Heat oil in wok or large non-stick pan; stir fry garlic, thyme, pepper, tofu until tofu is browned lightly, remove from pan.

Add onions and mushrooms to same pan; stir-fry until onions are soft. Stir in vegetable mixture, wine, crumbled sock cube and blended cornflour and wate; stir over heat until mixture boils and thickens. Stir in tofu; serve sprinkled with cheese.

Serves 4 1 serve = 1 protein

Vegetable Fried Rice

You will need to cook about 1/3 cup long grain rice for this recipe.
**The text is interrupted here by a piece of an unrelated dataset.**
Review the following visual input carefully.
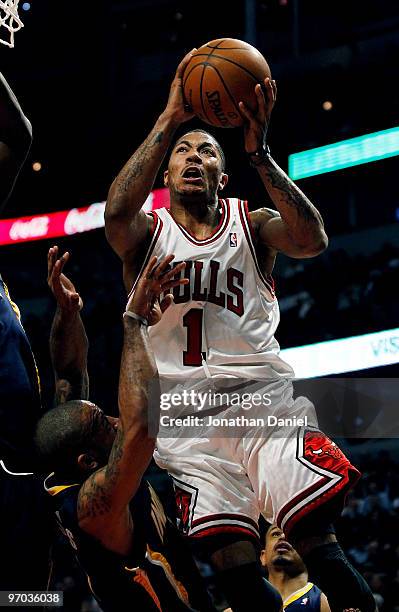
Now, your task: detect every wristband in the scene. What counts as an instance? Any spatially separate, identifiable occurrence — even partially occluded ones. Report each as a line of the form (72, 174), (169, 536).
(247, 145), (270, 168)
(123, 310), (148, 327)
1 clove garlic crushed 1 tsp finely grated fresh ginger

2 Tblsp water 1 medium carrot finely chopped

2 small zucchini chopped finely ½ red capsicum finely chopped

1 cup cooked long grain rice 2 Tblsp soy sauce

3 shallots finely chopped 2 Tblsp finely chopped fresh coriander leaves

Combine garlic, ginger and the water in wok or large non-stick frying pan; cook over heat until ginger is soft. Add carrot, capsicum and zucchini; cook for 5 minutes. Stir in remaining ingredients; stir over heat until heated through.